Сработало ли это? После восемнадцати месяцев усилий и потраченных 250 тысяч долларов в «Нупедии» было двадцать законченных статей и 150 незаконченных[607].

Обескураженные медленным ростом, Уэйлс и Сэнгер начали искать другие способы создавать и редактировать статьи энциклопедии. В начале 2001 года они узнали о концепции «вики», созданной Уордом Каннингемом: любой пользователь мог внести свой вклад в документ, отредактировать созданное другими или отменить какую угодно правку. Команда, занимавшаяся «Нупедией», создала сайт на основе такого программного обеспечения, и 15 января 2001 года Сэнгер написал в рассылке «Нупедии»: «Вот адрес: http://www.wikipedia.com. Сделайте мне приятное. Пойдите туда и добавьте какую-нибудь маленькую статью. Это отнимет всего пять или десять минут. Ларри»[608].

Сайт получил название «Википедия». К концу января он включал 617 статей. К концу 2001 года их было 19 тысяч. К 2016 году имелось 36 миллионов статей на 291 языке[609], и «Википедия» стала шестым по популярности сайтом в мире[610].

Преобразование «Нупедии» в «Википедию» явно высвободило колоссальное количество энергии и позволило Уэйлсу и Сэнгеру преуспеть. «Википедия» превзошла все их мечты о создании свободной и открытой энциклопедии для всех людей на планете. Пример Linux показывает, почему переход к вики был настолько важен. В отличие от «Нупедии», «Википедия» смогла задействовать толпу, поскольку приняла принципы открытости, самоорганизации и отсутствия креденциализма. Ее создатели отказались от стандартизованных многошаговых рабочих процессов и требования того, чтобы редакторы были специалистами или имели ученую степень. Вместо этого к созданию энциклопедии привлекли всех желающих. Люди получили возможность собираться и работать так, как им удобно.

Чтобы это сотрудничество не превратилось в хаос, «Википедия» вскоре приняла принцип проверяемости, который подразумевает, что другие люди, использующие энциклопедию, могут проверять надежность источников информации. «Википедия» не публикует оригинальных исследований, так как в их достоверности невозможно убедиться[611][612]. «Википедия» также гарантирует участникам проекта, что их работа не попадает в частную собственность, поскольку принимает вариант Генеральной общедоступной лицензии GFDL (лицензия свободной документации GNU), предназначенный для документов, а не для программного обеспечения.

И Уэйлс, и другие старейшие википедисты практикуют гиковский стиль руководства, внося значительный вклад в энциклопедию и активно участвуя в ее развитии[613]. Возникло сообщество, которое придерживается этих норм, поощряя тех, кто делает свой вклад, и стимулируя огромное количество добровольцев[614].
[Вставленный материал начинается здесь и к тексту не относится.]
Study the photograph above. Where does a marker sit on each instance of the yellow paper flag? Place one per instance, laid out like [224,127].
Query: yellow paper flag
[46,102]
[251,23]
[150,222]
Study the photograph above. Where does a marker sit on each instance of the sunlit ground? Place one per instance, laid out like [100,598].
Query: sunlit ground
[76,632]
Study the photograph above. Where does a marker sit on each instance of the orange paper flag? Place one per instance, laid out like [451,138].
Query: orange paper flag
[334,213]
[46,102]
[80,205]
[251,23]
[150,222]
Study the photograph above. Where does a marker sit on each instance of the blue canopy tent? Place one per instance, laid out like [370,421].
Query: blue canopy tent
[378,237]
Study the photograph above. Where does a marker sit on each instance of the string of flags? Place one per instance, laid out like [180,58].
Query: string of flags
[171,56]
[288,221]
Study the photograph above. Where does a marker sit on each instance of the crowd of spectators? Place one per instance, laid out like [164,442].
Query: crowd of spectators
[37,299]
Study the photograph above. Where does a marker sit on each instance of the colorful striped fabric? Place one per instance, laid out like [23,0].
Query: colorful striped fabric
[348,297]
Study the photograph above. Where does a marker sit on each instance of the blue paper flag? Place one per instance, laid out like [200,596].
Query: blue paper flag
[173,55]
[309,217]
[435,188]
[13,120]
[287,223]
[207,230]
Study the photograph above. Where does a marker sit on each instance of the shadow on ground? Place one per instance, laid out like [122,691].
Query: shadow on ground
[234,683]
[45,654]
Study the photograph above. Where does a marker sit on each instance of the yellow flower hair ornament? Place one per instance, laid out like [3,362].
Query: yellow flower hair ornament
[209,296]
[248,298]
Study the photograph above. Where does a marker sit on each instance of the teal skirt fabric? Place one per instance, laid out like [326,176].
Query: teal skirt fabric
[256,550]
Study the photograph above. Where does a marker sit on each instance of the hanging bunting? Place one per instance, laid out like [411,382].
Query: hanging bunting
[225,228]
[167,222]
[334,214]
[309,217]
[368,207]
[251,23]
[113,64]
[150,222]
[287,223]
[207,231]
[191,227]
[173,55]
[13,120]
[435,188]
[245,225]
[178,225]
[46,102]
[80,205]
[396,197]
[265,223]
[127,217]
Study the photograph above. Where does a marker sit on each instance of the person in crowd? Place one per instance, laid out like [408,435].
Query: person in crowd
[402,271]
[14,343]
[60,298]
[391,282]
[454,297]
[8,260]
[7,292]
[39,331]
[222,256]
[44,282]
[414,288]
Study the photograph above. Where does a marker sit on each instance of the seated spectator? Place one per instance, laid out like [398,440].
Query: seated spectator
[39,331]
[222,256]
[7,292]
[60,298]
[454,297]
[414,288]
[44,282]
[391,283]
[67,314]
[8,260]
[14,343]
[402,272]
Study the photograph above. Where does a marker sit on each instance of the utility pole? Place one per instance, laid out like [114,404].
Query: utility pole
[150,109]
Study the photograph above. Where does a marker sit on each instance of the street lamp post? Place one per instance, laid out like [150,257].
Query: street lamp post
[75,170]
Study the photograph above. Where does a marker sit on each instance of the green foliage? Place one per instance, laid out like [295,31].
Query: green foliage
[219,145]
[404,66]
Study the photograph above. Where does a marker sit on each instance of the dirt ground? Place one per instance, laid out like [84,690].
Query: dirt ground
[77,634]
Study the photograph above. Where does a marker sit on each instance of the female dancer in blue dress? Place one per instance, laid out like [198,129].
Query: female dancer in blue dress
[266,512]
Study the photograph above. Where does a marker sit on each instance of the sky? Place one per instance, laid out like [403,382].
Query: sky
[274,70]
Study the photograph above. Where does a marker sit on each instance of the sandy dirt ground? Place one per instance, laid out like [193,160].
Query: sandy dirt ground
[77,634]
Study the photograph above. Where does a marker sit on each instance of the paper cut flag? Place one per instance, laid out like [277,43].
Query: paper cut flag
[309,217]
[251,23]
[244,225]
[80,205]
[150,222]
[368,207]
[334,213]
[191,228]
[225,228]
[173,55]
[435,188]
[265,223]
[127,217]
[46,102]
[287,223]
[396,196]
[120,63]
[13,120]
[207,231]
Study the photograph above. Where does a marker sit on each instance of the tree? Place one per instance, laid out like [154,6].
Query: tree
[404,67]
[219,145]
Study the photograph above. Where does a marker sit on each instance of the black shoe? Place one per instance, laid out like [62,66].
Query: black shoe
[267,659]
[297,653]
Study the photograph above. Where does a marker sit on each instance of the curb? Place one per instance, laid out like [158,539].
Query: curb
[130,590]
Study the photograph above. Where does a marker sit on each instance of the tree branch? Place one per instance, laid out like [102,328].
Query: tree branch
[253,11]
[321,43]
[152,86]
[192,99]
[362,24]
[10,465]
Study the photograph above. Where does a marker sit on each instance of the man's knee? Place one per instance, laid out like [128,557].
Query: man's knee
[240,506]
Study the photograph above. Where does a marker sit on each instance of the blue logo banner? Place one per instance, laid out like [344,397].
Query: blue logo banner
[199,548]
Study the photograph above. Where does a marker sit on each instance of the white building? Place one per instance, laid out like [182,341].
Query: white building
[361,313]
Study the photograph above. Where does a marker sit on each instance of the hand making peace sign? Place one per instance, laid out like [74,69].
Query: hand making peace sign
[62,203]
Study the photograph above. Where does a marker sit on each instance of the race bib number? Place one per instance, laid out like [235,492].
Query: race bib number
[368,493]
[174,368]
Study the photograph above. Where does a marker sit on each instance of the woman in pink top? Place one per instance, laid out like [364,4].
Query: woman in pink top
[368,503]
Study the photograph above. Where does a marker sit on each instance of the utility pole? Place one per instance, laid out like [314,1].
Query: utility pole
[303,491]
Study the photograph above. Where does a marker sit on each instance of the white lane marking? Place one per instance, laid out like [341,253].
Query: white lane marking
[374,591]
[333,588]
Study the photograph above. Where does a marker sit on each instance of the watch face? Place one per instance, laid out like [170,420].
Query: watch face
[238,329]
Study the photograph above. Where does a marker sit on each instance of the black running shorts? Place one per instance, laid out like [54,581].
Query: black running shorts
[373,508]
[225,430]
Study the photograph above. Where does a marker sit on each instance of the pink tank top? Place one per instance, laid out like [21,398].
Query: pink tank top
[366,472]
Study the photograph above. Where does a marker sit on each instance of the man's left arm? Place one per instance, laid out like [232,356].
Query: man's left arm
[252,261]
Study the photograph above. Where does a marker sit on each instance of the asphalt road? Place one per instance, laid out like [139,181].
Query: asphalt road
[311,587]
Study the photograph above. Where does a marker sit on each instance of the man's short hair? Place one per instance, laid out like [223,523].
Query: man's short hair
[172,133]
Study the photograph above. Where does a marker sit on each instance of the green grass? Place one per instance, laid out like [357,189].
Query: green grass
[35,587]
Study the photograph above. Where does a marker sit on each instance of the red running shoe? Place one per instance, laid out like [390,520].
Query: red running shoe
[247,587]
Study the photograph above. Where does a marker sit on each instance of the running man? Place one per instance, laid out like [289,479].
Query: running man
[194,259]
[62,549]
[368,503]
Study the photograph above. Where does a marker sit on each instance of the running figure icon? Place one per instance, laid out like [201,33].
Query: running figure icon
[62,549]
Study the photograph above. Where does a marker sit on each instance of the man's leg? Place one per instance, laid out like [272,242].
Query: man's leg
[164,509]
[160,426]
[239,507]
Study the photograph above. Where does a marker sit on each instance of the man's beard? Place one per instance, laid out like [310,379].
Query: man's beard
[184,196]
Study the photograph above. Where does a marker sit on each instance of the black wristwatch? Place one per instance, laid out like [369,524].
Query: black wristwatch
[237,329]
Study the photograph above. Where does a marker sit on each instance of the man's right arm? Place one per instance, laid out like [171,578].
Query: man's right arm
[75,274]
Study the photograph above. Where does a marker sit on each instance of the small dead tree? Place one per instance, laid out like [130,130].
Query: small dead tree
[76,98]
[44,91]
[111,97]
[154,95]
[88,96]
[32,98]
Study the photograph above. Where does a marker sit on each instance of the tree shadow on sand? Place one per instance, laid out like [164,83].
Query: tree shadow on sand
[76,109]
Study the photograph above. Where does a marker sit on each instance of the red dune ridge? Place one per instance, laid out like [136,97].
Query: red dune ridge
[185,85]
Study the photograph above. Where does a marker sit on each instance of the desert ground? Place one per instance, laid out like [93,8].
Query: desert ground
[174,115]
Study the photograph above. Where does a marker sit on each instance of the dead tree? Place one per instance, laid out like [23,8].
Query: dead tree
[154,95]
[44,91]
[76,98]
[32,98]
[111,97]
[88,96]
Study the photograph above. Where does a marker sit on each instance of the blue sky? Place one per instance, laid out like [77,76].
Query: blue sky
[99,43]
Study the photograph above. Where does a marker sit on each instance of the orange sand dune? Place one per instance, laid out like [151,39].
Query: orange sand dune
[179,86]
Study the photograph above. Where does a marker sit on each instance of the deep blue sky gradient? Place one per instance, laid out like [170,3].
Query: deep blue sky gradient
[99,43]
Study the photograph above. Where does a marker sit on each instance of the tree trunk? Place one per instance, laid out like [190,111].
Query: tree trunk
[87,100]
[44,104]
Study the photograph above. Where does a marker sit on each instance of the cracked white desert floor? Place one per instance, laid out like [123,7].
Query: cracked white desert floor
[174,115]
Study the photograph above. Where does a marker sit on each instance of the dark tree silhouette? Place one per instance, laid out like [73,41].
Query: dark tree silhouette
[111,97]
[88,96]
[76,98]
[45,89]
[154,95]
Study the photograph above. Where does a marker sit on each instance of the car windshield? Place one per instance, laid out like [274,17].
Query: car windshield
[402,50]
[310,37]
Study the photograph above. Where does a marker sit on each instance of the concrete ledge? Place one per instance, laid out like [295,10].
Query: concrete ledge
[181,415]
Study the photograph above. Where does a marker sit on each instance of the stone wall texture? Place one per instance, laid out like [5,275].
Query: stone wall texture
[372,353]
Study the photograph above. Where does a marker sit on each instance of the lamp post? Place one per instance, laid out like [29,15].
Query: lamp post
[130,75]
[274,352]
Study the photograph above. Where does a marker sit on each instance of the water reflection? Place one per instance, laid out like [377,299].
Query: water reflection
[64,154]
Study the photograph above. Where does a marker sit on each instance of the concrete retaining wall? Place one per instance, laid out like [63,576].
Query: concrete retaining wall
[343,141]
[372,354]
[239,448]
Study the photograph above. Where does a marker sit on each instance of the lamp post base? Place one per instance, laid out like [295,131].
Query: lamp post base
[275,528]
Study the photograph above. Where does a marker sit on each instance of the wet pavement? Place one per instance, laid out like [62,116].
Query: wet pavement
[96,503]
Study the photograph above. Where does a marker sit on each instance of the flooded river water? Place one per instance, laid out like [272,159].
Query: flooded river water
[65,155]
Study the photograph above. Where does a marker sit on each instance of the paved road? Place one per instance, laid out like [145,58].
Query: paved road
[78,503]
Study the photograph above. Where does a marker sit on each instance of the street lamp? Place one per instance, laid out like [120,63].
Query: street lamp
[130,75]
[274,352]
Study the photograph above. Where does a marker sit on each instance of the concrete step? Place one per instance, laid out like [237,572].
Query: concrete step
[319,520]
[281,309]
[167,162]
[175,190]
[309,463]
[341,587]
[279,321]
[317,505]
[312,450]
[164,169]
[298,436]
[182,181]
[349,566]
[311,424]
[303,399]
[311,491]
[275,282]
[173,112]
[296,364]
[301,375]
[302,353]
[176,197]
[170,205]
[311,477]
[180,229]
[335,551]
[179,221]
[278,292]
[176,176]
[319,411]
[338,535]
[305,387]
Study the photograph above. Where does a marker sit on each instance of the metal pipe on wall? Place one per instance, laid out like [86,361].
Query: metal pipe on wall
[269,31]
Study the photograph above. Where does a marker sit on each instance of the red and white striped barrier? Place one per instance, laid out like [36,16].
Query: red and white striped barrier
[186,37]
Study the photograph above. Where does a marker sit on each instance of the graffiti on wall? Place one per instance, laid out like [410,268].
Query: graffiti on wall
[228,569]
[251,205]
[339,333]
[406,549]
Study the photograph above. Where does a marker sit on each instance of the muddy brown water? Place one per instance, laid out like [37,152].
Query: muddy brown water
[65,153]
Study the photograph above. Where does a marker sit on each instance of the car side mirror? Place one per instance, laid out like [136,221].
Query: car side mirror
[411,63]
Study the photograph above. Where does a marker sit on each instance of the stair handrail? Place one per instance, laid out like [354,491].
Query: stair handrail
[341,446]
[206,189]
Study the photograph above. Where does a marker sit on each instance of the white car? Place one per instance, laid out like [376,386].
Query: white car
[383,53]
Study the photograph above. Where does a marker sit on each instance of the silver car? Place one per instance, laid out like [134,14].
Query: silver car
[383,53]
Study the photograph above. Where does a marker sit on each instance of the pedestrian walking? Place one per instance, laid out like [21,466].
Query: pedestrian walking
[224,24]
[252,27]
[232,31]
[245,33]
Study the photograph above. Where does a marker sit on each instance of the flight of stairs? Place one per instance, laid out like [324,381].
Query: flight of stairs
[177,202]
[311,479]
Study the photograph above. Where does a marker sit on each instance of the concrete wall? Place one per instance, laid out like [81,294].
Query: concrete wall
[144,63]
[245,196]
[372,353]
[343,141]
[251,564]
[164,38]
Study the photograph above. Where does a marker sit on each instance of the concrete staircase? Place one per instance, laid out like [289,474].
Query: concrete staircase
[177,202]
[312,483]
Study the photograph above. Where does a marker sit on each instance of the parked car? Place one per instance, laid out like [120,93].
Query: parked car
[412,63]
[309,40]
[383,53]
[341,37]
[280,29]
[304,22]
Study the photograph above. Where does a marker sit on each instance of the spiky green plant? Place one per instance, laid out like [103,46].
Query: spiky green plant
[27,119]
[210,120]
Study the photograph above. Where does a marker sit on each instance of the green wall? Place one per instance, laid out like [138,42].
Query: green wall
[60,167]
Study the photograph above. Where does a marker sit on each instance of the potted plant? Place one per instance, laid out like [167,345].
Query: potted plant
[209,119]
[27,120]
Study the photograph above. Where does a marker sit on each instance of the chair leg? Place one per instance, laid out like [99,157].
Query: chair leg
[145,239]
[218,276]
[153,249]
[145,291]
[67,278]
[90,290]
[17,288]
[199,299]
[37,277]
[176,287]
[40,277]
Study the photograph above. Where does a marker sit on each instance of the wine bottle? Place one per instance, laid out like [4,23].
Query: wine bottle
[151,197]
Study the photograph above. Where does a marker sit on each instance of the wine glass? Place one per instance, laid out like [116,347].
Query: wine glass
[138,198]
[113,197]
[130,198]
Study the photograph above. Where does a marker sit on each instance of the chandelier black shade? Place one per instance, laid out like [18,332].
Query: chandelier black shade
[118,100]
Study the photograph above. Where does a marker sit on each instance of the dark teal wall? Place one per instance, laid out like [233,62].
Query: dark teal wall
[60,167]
Есть обнадеживающие признаки, что даже в более старых и традиционных организациях гиковский подход к ведению дел получает признание и распространение. Энди защищал такой подход в своей книге 2009 года «Предприятие 2.0» (Enterprise 2.0), но в то время не было ни инструментов, ни управленческих умений для обеспечения внутри организаций открытой самоорганизующейся работы без креденциализма. Сейчас, похоже, они есть.

В августе 2013 года был запущен корпоративный мессенджер Slack – инструмент, облегчающий обмен сообщениями и сотрудничество внутри организаций и между ними[615]. Он предоставил различные виды свободной и неиерархической коммуникации, включая чат, групповое редактирование документов, опросы и тому подобное. К октябрю 2016 года мессенджером активно пользовались более четырех миллионов человек в день, при этом 1,25 миллиона – платной версией (в бесплатной версии Slack количество доступных функций уменьшено). Тот стиль работы, что привел к созданию Linux и «Википедии», похоже, находит признание и в традиционном бизнесе.

Резюме

• Во многих аспектах толпа противоположна ядру: она огромная, разнообразная, большей частью неконтролируемая и часто беспорядочная.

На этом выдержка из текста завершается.